Когда я уезжал в эмиграцию, в 76-м году, я не думал, что осмелятся тронуть сахаровское окружение — настолько, казалось, люди были защищены мировой славой Сахарова. Но отправили в ссылку и самого Андрея Дмитриевича. Тогда мы по всем зарубежным «голосам» кричали, что его убивают, и это, поверьте мне, не было гиперболой. В 1989 году я увидел Сахарова в Париже, на торжественном заседании во дворце Шайо, посвященном юбилею принятия Декларации прав человека. И я поразился, как изменился Сахаров, как он сдал физически! Действительно, голодовки, больницы, издевательства, травля — разве это проходит бесследно?! В Париже я успел с ним только поздороваться, к нему неудобно было приближаться — десятки фото- и телекорреспондентов расстреливали его в упор «блицами». Будучи в Москве, я позвонил ему и услышал знакомый голос. «А это Толя Гладилин, — сказал Сахаров Люсе, — и звонит явно из Москвы. А мы только что с самолета». Я спросил, как его здоровье. Андрей Дмитриевич весело хмыкнул: «А вот о здоровье говорить не будем, но считайте, что всё нормально». Мы условились, что обязательно скоро увидимся — или в Париже, или в Москве. Не пришлось…
На равных с Гомером
Осенью 1974 года я сидел в Доме творчества «Переделкино» и писал откровенно антисоветскую повесть. Сижу, значит, пишу, вдруг без стука распахивается дверь. На пороге — писатель Женя Добровольский, мрачно на меня смотрит и вопрошает: «Пишешь, значит? И думаешь так проработать до вечера?» Вопрос в данном контексте звучал двусмысленно, однако Женя свой парень. Женя выдержал паузу и залпом выстрелил: «Гена Шпаликов повесился…»

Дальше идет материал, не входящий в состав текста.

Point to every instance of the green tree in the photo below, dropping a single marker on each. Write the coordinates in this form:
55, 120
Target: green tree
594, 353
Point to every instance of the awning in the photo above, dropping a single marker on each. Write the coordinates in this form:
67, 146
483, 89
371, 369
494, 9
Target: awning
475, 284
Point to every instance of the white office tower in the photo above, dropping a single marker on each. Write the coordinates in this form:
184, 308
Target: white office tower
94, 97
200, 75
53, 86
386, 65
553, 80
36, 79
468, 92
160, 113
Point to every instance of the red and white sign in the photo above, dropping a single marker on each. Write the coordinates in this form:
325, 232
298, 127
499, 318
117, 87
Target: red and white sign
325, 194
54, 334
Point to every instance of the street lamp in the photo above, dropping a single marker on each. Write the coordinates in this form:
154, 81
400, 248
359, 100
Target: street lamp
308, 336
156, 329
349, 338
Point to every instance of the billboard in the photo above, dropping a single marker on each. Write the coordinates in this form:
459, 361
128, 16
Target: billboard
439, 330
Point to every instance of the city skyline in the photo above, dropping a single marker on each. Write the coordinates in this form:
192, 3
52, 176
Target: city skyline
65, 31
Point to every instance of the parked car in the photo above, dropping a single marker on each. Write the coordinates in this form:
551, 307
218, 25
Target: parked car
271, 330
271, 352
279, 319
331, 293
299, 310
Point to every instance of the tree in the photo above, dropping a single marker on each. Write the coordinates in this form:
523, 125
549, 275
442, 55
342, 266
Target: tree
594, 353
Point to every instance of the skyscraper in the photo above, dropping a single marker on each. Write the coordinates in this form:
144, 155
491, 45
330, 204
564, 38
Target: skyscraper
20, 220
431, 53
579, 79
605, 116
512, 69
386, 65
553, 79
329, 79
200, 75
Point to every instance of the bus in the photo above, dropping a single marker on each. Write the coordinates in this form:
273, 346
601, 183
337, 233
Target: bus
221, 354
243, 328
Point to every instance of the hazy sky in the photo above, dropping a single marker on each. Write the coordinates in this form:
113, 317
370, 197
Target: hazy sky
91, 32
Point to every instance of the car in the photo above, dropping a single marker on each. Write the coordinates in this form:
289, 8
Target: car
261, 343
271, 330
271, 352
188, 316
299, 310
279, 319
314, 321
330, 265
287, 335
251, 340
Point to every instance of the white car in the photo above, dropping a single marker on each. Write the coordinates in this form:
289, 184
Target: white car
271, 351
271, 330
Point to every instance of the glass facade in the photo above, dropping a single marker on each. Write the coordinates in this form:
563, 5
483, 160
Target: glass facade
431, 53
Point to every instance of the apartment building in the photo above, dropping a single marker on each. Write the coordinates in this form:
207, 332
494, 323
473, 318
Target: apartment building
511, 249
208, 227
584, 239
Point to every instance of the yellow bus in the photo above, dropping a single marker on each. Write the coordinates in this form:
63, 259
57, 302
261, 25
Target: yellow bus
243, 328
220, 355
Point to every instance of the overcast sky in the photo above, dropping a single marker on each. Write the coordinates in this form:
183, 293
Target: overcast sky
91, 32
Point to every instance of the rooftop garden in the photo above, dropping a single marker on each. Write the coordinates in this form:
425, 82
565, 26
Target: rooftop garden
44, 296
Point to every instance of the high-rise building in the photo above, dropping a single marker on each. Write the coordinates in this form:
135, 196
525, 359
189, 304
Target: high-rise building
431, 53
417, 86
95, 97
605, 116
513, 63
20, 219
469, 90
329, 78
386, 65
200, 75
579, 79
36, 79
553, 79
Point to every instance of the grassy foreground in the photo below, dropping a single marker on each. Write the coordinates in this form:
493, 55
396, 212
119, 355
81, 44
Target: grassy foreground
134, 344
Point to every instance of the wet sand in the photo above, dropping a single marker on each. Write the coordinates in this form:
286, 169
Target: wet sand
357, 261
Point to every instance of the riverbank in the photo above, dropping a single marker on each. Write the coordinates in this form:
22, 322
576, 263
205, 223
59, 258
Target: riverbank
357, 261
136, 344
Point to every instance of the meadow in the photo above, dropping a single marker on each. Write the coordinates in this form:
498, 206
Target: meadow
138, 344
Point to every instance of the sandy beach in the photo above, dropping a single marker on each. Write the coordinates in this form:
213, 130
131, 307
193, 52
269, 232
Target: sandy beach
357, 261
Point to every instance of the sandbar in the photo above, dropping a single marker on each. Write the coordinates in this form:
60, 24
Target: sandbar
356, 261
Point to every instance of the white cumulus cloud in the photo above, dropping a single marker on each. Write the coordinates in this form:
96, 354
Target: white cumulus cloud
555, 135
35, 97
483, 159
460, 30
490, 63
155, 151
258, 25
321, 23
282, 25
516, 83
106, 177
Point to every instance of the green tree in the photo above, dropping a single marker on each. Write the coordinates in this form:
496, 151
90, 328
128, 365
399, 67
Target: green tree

Я, естественно, отбросил все бумаги и побежал за Добровольским к той старой даче, где снимал комнату Гена Шпаликов. У крыльца толпились писатели, отдыхающие в Доме творчества, зеваки, шныряли взад-вперед представители администрации. Пока у крыльца обсуждали, что, как и почему, а в комнате Гены Шпаликова врачи заполняли необходимые формуляры, прогрессивная писательская общественность быстренько сообразила и проявила инициативу. А именно: скинулись, кто сколько мог, и послали делегацию в ближайший магазин. И из ближайшего магазина приволокли водку, сырки, огурчики, вареную колбаску — словом, все необходимое для того, чтоб оставшийся вечер в теплой товарищеской обстановке посвятить памяти покойного.
Замечательный человек был Гена Шпаликов! Какие песни сочинял, какие сценарии! Что-то тут неладно, товарищи. Шпаликов только что заключил договор с «Мосфильмом». Вот если б не заключил, тогда бы мы поняли, почему повесился! А просто довела человека Софья Власьевна, то есть советская власть, неужели непонятно?